Kekhawatiran tentang Pendapatan Perusahaan Angkat Dollar

Pekan lalu menandai awal musim laba, karena perusahaan mengeluarkan hasil dari kuartal pertama 2009. Musim turun ke awal yang kuat dengan keuangan heayweights Goldman Sachs dan Wells Fargo kedua menghancurkan ekspektasi analis dengan keuntungan besar. Selama beberapa minggu ke depan, sebagian besar perusahaan yang terdaftar akan melaporkan laba, yang bisa secara kolektif mengatur kecepatan untuk pasar keuangan selama beberapa bulan. "Pasar akan terus menonton pendapatan perusahaan data sangat erat dalam jangka pendek dengan perusahaan komentar pada prospek juga sangat penting untuk sentimen dengan optimisme bertanggung jawab untuk mengekang defensif permintaan dolar."

Beberapa minggu terakhir telah menyaksikan penurunan umum dalam penghindaran risiko, sebagai investor harus selektif menafsirkan data ekonomi untuk mendukung gagasan bahwa ekonomi seperti yang dipercaya keluar. Peningkatan pendapatan perusahaan bisa memperkuat tren ini, terutama jika sebagian besar perusahaan yang mengalahkan ekspektasi analis.

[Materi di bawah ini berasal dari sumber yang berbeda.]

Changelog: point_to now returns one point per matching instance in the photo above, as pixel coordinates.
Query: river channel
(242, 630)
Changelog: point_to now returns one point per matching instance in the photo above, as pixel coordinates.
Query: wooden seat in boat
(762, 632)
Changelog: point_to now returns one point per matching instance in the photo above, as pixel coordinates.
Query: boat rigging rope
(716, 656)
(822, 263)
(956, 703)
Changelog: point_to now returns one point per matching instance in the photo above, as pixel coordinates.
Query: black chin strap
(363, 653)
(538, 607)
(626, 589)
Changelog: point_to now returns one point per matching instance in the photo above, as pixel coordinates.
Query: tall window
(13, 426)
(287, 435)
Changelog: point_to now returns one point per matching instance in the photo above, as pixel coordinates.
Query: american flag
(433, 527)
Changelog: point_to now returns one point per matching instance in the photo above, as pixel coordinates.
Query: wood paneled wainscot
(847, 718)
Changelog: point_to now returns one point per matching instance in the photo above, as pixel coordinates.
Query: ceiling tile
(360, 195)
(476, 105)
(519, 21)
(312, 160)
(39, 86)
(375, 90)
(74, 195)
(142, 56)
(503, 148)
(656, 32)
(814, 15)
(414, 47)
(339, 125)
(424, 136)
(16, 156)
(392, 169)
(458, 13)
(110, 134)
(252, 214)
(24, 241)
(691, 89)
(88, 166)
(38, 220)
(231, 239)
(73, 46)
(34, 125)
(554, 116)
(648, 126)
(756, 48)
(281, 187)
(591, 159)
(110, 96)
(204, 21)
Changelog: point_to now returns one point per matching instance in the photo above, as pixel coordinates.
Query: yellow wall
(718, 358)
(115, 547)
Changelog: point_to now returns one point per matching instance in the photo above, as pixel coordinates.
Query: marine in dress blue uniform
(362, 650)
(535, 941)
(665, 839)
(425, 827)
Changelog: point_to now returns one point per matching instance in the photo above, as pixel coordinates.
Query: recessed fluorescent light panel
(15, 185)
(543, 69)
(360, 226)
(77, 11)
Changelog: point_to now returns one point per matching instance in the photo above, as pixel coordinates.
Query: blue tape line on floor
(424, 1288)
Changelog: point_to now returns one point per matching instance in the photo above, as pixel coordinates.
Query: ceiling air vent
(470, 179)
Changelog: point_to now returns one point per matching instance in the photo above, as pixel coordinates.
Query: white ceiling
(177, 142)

Dalam jangka pendek, "Pola-penghilang hasil kuartal pertama dari Goldman Sachs pada senin didorong optimisme yang terburuk mungkin akan berakhir untuk keuangan perusahaan, tetapi investor tetap berhati-hati mengingat bahwa ada banyak hasil yang lebih banyak untuk perhatian."

Ini akan menarik untuk melihat apakah dan berapa Dolar yang kuat akan mempengaruhi pendapatan perusahaan. Di satu sisi,mahal mata uang akan sama dengan yang diharapkan baik untuk mendorong penurunan ekspor serta penurunan pendapatan dari perusahaan-perusahaan yang melakukan bisnis yang signifikan di luar negeri, karena perusahaan seperti laba muncul relatif lebih kecil dalam Dolar-hal ketika nilai tukar yang lebih menguntungkan. Di sisi lain, penurunan defisit perdagangan AS (ke dalam sembilan tahun terakhir), menunjukkan bahwa Dolar yang kuat tidak mengerahkan dampak negatif. "Ekspor melompat kembali pada bulan februari setelah enam bulan menurun, meningkat 1,6 persen ke 126.8 miliar dolar dan sebagian besar terdiri dari barang-barang konsumen, kendaraan otomotif, makanan, feed dan minuman."

Ironisnya, peningkatan profitabilitas perusahaan akan lebih mendorong pengambilan risiko dan dengan demikian akan memiliki efek melemahnya Dolar. Satu akan berpikir bahwa peningkatan ekonomi outlook akan memperkuat Dolar. Dalam kenyataannya, keuangan dan faktor-faktor psikologis terus mendominasi di pasar keuangan, dan investor yang mencari alasan untuk membuang Dolar dalam mendukung yang lebih tinggi-menghasilkan alternatif-alternatif.

Mereka adalah bahaya di pasar mata uang mengambil isyarat mereka dari saham, mengingat bahwa bear market rally yang berlangsung selama satu bulan terakhir adalah salah satu yang paling dramatis dalam sejarah. Kawanan mentalitas telah menyebabkan investor untuk menjadi puas tentang risiko dan tumpukan mau tak mau kembali ke pasar. Menulis salah satu analis, "potensi pertumbuhan ekonomi kekecewaan karena pertumbuhan lebih lanjut kontraksi serta terlalu percaya diri, ekonomi rabun pembuat kebijakan daun saham diatur untuk gelombang besar menjual."